Definition of "temperature". Source is from a search engine.
Temperature describes the average kinetic energy of molecules within a material or system and is measured in Celsius (°C), Kelvin (K) and Fahrenheit (°F). Concluding, we can say that heat is a transfer of thermal energy caused by a difference in temperature between molecules.
Do you know where I am going with this? Or, shall I explain further? Kinetic energy is that type of energy that is from movement of matter. It would have a velocity. Consequently, if you walk down the street, the motion of your body is kinetic energy. The faster you go, the more kinetic energy you have. If you were like Superman, and you were faster than a speeding bullet, then you'd have a lot of kinetic energy. If Superman ran into a building in Metropolis, there'd be a big crash.
Temperature involves a lot of molecules or atoms, and their motion within whatever it is. If it is a bar of gold, and it isn't melting, but at room temperature, then it is pretty solid. If you hold an ice cube in your hand, it will melt. What's holding it together then? Well, "something" is. In a particular "system" like an ice cube, the material is held together by some sort of bond. When it warms up, it melts. When it melts, it is no longer an ice cube, but a puddle of water in your hand, or on whatever it is on.
It is probably fair to say that the melting ice has more kinetic energy in it than when it came out of the freezer. Referring back to the definition, its average kinetic energy has gone up.
What happens to a gas, then? In Elon Musk's rocket engines, two very cold liquids are burned, which produces a lot of gas. It is directed out of a nozzle at high speed, which produces thrust that moves the rocket off the ground and into orbit. Lots of kinetic energy is produced, which gets the rocket to orbit. That rocket's exhaust must be moving pretty fast, huh? Yup, and it is very hot. It will blast a hole in the ground, like it did at Starbase back in April.
What happened to the gases from that rocket exhaust? They kicked up a lot of material and made a "rock tornado". While it was doing that, it cooled down, now didn't it? It lost all that kinetic energy, and its temperature went down.
So here's the question. How does a gas in the atmosphere hold kinetic energy? It can't. A gas is free to go wherever. There's nothing to bind it together like it was when it was a liquid. It will go off in any direction unless it is somehow contained. If it is in the atmosphere, it will rise up high in the air, like the rocket exhaust from Elon Musk's rockets. When it is doing that, it will lose kinetic energy and cool down.
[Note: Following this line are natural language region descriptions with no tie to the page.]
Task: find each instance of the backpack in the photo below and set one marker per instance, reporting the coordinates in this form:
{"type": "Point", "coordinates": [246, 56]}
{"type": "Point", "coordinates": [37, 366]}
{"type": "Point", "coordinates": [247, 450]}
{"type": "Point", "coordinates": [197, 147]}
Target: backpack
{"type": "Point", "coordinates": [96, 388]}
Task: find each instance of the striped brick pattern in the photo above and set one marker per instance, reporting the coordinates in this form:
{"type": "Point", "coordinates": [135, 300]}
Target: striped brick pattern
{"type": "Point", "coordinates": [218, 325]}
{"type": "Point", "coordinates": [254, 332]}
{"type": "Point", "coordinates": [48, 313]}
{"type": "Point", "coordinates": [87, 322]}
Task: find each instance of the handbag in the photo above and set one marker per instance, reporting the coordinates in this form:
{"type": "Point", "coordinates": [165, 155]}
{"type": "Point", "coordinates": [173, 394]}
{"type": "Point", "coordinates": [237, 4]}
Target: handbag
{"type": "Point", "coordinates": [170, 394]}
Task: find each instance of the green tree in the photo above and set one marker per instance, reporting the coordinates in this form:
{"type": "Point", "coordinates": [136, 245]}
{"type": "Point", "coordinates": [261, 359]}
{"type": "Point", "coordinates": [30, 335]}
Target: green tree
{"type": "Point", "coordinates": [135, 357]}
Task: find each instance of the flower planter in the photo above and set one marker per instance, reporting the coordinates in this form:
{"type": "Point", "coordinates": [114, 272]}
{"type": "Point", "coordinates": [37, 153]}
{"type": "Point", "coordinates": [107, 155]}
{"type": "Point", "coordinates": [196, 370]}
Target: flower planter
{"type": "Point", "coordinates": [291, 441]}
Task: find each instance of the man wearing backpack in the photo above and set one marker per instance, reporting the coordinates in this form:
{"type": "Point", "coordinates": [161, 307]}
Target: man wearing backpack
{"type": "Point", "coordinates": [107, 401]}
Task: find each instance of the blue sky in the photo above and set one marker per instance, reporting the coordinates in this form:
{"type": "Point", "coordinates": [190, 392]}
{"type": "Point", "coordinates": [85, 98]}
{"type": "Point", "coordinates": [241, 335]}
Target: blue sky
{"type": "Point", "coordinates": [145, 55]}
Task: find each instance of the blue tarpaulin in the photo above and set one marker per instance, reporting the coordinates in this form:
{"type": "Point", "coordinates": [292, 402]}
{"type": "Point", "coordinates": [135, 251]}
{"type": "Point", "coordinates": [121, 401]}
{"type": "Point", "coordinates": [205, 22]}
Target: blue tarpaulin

Global warmists want you to believe that it will act like a solid, and keep its shape. But a gas has no shape, and therefore the higher kinetic energy will go wherever it wants unless it is somehow constrained. In the atmosphere of a planet like Earth, gravitation pull will keep it from leaving the Earth and going out into space. But it WILL rise until it cannot rise further due to its lack of kinetic energy. While doing so, it gets cold.
Gases will expand into a system, thereby creating higher pressure according to the gas laws. But there's no lid on Earth, so if a gas gets hot enough, it will leave the atmosphere entirely. But that doesn't happen, because there's not enough energy being applied to it.
In other words, the idea that carbon dioxide will increase the average kinetic energy of the atmosphere is ridiculous on its face. If you cannot see that, then I don't know what else I could tell you.